Le 8 octobre 1806, le vainqueur d'Austerlitz, futur vainqueur d'Iéna, autorisé à l'action par l'invasion de la Saxe, mettait en mouvement ses colonnes où Jérôme, son frère, remplaçant Bernadotte, allait recevoir au feu, à la tête du contingent de la confédération, le baptême de la royauté de Westphalie, et il exécutait le plan de cette campagne foudroyante, l'un des plus beaux et des plus grands qu'il ait jamais conçus[8].

L'Elbe, le premier grand fleuve qu'on rencontre dans l'immense plaine qui se prolonge de la Westphalie à l'Oural, lorsqu'on descend des montagnes du centre, de l'Allemagne, est le siège principal de la puissance prussienne, le boulevard qui la couvre, le véhicule qui transporte ses produits. Dans son cours supérieur, il arrose les campagnes de la Saxe, traverse Dresde, et baigne le pied de la forteresse, autrefois saxonne, de Torgau. Ensuite, il passe au milieu de la Prusse, entoure Magdebourg, sa principale forteresse, protège Berlin, sa capitale, laquelle est placée au delà, à égale distance de l'Elbe et de l'Oder, entre des lacs, des dunes et des canaux. Enfin, avant de se jeter dans la mer du Nord, il forme le port de la riche cité de Hambourg, qui introduit en Allemagne, par les eaux de ce fleuve, les productions de l'univers. On comprend à ce simple tracé de l'Elbe, l'ambition de la Prusse d'en posséder le cours tout entier et d'absorber d'un côté la Saxe, de l'autre les villes anséatiques et le Hanovre.
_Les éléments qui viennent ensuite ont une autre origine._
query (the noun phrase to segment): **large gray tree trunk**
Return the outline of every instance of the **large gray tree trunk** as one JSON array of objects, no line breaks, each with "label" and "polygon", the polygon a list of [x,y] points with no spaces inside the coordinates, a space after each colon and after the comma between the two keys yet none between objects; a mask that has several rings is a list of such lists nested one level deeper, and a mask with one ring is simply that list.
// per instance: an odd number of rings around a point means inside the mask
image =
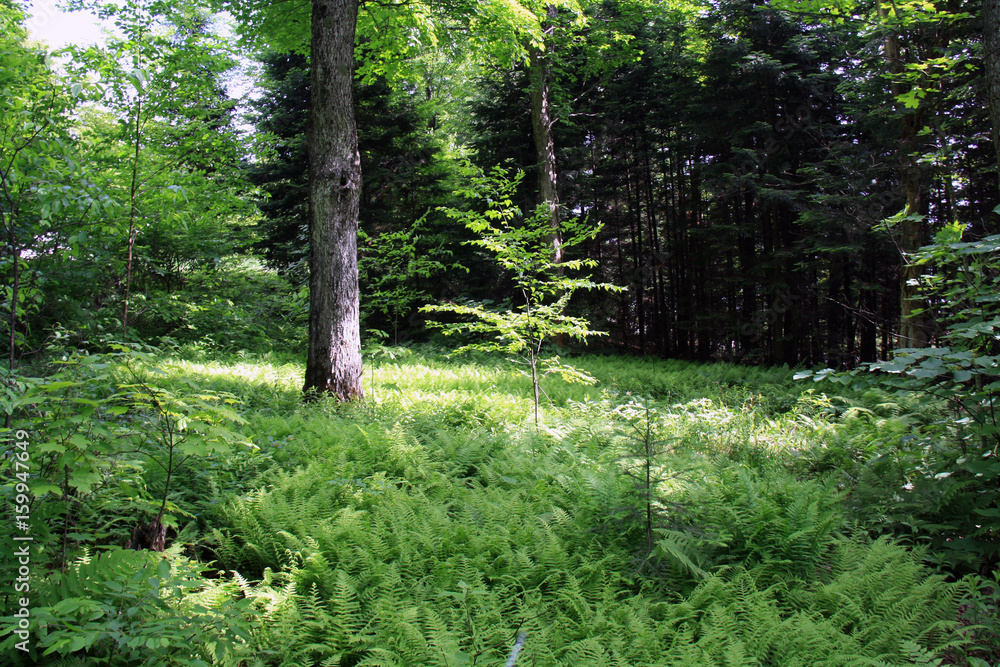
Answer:
[{"label": "large gray tree trunk", "polygon": [[363,395],[357,249],[361,157],[352,95],[357,18],[357,0],[313,0],[304,389],[341,400]]},{"label": "large gray tree trunk", "polygon": [[[990,96],[990,119],[993,121],[993,148],[1000,170],[1000,0],[983,0],[983,59],[986,63],[986,89]],[[1000,179],[1000,173],[997,174]],[[997,181],[1000,187],[1000,180]]]},{"label": "large gray tree trunk", "polygon": [[[888,17],[888,8],[880,1],[876,2],[879,18]],[[886,37],[885,61],[886,69],[893,75],[892,95],[897,98],[907,92],[900,82],[904,71],[900,57],[899,37],[894,32]],[[898,102],[897,102],[898,104]],[[900,322],[899,334],[896,337],[896,347],[927,347],[930,343],[933,322],[927,314],[926,304],[920,299],[920,291],[916,283],[920,280],[921,269],[913,264],[911,257],[927,242],[926,225],[920,217],[922,212],[923,175],[917,155],[919,153],[918,138],[923,127],[924,110],[915,109],[903,114],[901,118],[899,143],[897,153],[899,166],[897,174],[903,186],[906,198],[906,209],[903,220],[899,223],[901,264],[899,271],[900,292]]]}]

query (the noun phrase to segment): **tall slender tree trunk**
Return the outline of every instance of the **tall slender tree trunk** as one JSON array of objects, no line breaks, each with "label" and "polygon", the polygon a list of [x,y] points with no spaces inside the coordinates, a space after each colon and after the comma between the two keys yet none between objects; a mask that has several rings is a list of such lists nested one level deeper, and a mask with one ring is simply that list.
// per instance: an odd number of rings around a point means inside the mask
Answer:
[{"label": "tall slender tree trunk", "polygon": [[[877,2],[880,19],[889,17],[889,10]],[[899,37],[891,32],[885,41],[885,61],[889,74],[893,76],[892,95],[898,98],[906,92],[899,82],[903,73],[903,63],[899,53]],[[917,161],[918,136],[923,128],[924,112],[921,109],[907,112],[902,118],[899,143],[899,180],[906,200],[903,220],[900,222],[900,251],[902,254],[899,272],[900,322],[897,347],[927,347],[930,341],[931,322],[920,304],[920,268],[910,261],[910,257],[926,242],[924,220],[921,217],[923,182]]]},{"label": "tall slender tree trunk", "polygon": [[1000,0],[983,0],[983,38],[993,148],[997,153],[997,187],[1000,187]]},{"label": "tall slender tree trunk", "polygon": [[[552,21],[556,8],[546,7],[549,26],[546,35],[553,31]],[[562,234],[559,226],[558,171],[556,167],[556,142],[552,134],[555,118],[552,115],[552,87],[548,57],[537,46],[528,48],[528,70],[531,78],[531,129],[535,139],[535,154],[538,160],[538,200],[548,208],[549,226],[552,229],[552,261],[562,261]]]},{"label": "tall slender tree trunk", "polygon": [[309,356],[304,390],[363,396],[358,295],[361,156],[354,121],[358,0],[313,0]]}]

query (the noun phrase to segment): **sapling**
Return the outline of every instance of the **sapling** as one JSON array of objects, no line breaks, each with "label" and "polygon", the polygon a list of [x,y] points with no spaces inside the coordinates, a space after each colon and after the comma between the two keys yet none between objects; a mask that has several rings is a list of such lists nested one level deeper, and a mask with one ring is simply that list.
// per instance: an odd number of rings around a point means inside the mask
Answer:
[{"label": "sapling", "polygon": [[[624,288],[609,283],[597,283],[589,276],[571,277],[572,272],[595,268],[592,259],[556,261],[551,244],[551,216],[547,206],[525,216],[514,205],[513,197],[523,172],[508,177],[496,167],[490,174],[479,173],[468,188],[456,194],[486,205],[485,210],[442,208],[445,214],[479,235],[467,243],[493,253],[500,266],[510,272],[515,286],[516,305],[507,310],[492,310],[482,303],[448,303],[427,305],[424,312],[454,313],[467,317],[453,323],[428,322],[447,335],[472,334],[479,339],[463,345],[455,353],[470,350],[504,352],[514,363],[526,366],[531,378],[534,397],[535,426],[539,418],[542,376],[558,374],[570,382],[592,383],[594,379],[583,371],[563,363],[558,356],[544,357],[542,349],[553,339],[585,341],[590,336],[606,335],[590,328],[586,318],[568,315],[566,309],[577,290],[621,291]],[[562,248],[593,239],[600,226],[589,226],[579,219],[561,223]]]}]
L'Elbe est donc le fleuve qu'il faut atteindre et franchir, quand on veut faire la guerre à la Prusse, comme le Danube est celui dont il faut descendre le cours quand on veut faire la guerre à l'Autriche. Dès qu'on a réussi à forcer l'Elbe, les défenses de la Prusse tombent, car on lui enlève la Saxe, on annule Magdebourg, et Berlin n'a plus de protection. Les voies mêmes du commerce sont occupées par l'assaillant, ce qui devient grave si la guerre se prolonge. Ainsi, tandis qu'on est obligé, à l'égard du Danube, après être arrivé vers les sources, d'en descendre le cours jusqu'à Vienne, à l'égard de l'Elbe, il suffit de l'avoir franchi pour avoir atteint le but principal ; et si on a conçu les vastes desseins de Napoléon, il devient alors nécessaire de courir à l'Oder pour s'interposer entre la Prusse et la Russie, pour intercepter les secours de l'une à l'autre. Il faut même s'avancer jusqu'à la Vistule, battre la Russie en Pologne, où tant de ressentiments couvent contre elle, et suivre l'exemple d'Annibal, qui vint établir la guerre an centre des provinces italiennes frémissant sous le joug mal affermi de l'antique Rome. Tels sont les échelons de cette marche immense vers le nord, qu'un seul homme a tentée jusqu'ici, Napoléon ! Cette marche sera-t-elle tentée encore une fois ? L'univers l'ignore. Si c'est l'intention de la Providence, que ce soit au moins une tentative sérieuse au profit de la liberté et de l'indépendance de l'Occident ![9]

 

Tel fut aussi le plan de Napoléon, auquel suffit un éloge qui suppose tous les autres : c'est qu'il était le meilleur, et qu'inspiré par le génie, conforme à la nature, toujours l'auxiliaire de la France avant de devenir son adversaire, il fut réalisé dans son idéale perfection, et, pour tout dire en un mot, exécuté comme il devait l'être. Tout plan stratégique débute par une route pour aboutir à un champ de bataille. Napoléon choisit la voie qui conduit des sources du Mein aux sources de la Saale, en traversant les défilés de la Franconie, laissant jusqu'au bout les ennemis dans l'incertitude de son choix, et ne leur permettant d'autre parti que celui qui lui convenait. Jouir de la liberté en acculant ses adversaires à une fatalité, tel fut le résultat de ce chef-d'œuvre de combinaison qui prélude à Iéna.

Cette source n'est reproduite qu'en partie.